Herald View: Why the electoral bonds judgement is too little, too late

At this late juncture, the Supreme Court order scrapping electoral bonds will make no difference to how the crores received in secrecy through this instrument will shape the coming Lok Sabha elections

A sample electoral bond (photo: National Herald archives)
A sample electoral bond (photo: National Herald archives)

Herald View

On 15 February, after what seemed like an eternity, the Supreme Court of India finally pronounced the electoral bond scheme ‘unconstitutional’. It took them seven long years after the first petitions were filed challenging the scheme—and perhaps a fair assessment of the cost of this delay will be possible only after the upcoming Lok Sabha election.

For if these elections are gamed, it will be in no small measure thanks to the thousands of crores ‘donated’ anonymously to pave the way to outcomes of choice.

For both donor and recipient, in quid pro quo deals that citizen-voters will most likely never learn about, even though the Supreme Court has now found the scheme to be in violation of citizens’ right to information.

For context, the Union government had argued in a written submission last year that the citizens’ right to know must be balanced with a person/ entity’s right to privacy while donating to political parties; that citizens did not have a ‘general right to know regarding the funding of political parties’; and that the ‘right to know’ itself is not a general right available to citizens. Not exactly an advertisement for transparent funding of elections.

Objections to the scheme were raised even before they were announced in the Union Budget of 2017 by the then finance minister Arun Jaitley. The initial objections came not from the ‘compulsive contrarians’ or civil rights activists Jaitley loved to mock—who didn’t know about it yet—but institutions such as the Reserve Bank of India (RBI) and the Election Commission of India (ECI).

Those objections and the stakes (most critically, election outcomes) were both very substantial grounds for our justice system to prioritise a thorough scrutiny without any delay. But our most learned judges took their time, which meant that an opaque, ‘unconstitutional’, sinister scheme was allowed a free run for seven years.

Was this enough time to manipulate the outcome of some elections? Is the pushback now—on the eve of another general election, when all the crores are in the party coffers already, available to be deployed at will— not a case of closing the stable door after the horse has bolted?

Three previous chief justices of India played a hand in letting the scheme have a free run, refusing to list the case, or hear the challenge and grant at least an interim stay to keep the scheme in abeyance till its merits could be properly assessed.

The implications of letting it run, even before a thorough appraisal, were too grave to ignore. Even a surface-level assessment revealed features that made the scheme suspicious. For example, the electoral bonds are freely transferable bearer bonds, which implies they can easily, anonymously change hands, and the original buyer of the bond needn’t be the ultimate donor.
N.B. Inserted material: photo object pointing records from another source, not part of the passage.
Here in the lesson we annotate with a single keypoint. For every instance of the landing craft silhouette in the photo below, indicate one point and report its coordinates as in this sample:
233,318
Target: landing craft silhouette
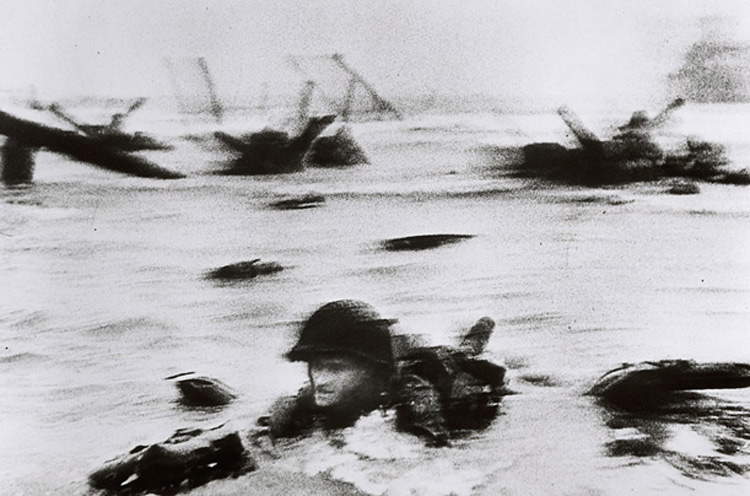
25,138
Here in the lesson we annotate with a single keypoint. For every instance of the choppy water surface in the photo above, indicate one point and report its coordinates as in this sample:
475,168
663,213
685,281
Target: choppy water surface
104,295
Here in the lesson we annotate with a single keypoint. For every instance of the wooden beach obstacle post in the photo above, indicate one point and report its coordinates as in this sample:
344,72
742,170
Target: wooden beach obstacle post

So much for its supposed transparency because all these transactions, we were told, would have a banking footprint and not involve cash. Not true: only the original purchase is, of necessity, a banking transaction; being a bearer bond, it’s as good as cash and can be bought for cash, which also makes it a neat money-laundering instrument.

Suspect feature #2: the bonds could be bought only from the governmentowned State Bank of India, which also means that the so-called donor anonymity feature was a sham, because the government—and by extension the ruling party—would have easy access to donor information.
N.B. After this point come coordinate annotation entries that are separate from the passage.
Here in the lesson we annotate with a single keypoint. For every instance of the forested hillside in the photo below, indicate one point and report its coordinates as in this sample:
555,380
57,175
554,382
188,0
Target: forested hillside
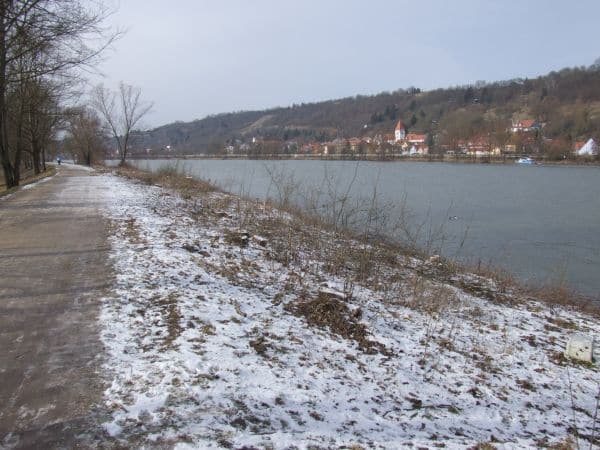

Does it make for a level playing field if the government and its investigative agencies have donor information—with all the potential consequences of that access—but nobody else does? These arguments were made by the RBI and the ECI.

The RBI had pointed out that making the necessary amendments in the RBI Act ‘would seriously undermine a core principle of central banking legislation and doing so would set a bad precedent’. It had also argued that creating a banking trail for donations to political parties was possible anyway through cheques, bank transfers and demand drafts.

The RBI reply (on Monday, 30 January 2017) to a late-hour finance ministry e-mail (on Saturday, 28 January 2017; the Union Budget was to be tabled on 1 February) soliciting its views on the proposed amendments noted: ‘There is no special need for, or advantage [in], the creation of an Electoral Bearer Bond, that too by disturbing an established international practice’.

The ECI had objected as well. In an affidavit to the Supreme Court, the ECI had explained that to exclude the reporting of donations received by political parties through electoral bonds would have ‘serious repercussions on the transparency aspect of [the] funding of political parties’.

In its submission to the Standing Committee on Personnel, Public Grievances, Law and Justice in May 2017, the ECI objected to the amendments in the Representation of the People Act exempting political parties from disclosing details of donations received through electoral bonds. It’s ‘a retrograde step’, the ECI had said.

On the other hand, in the leaky, admittedly flawed system the electoral bonds scheme had sought to replace, political parties had to compulsorily declare the details of donors who had given them more than Rs 20,000 a year.

Not to take anything away from the dogged persistence of all those who made this belated verdict possible, but the brutal reality of the timing of this judgement is that at this late juncture, it will make no difference to how the crores received anonymously through electoral bonds will shape the outcome of the next general election.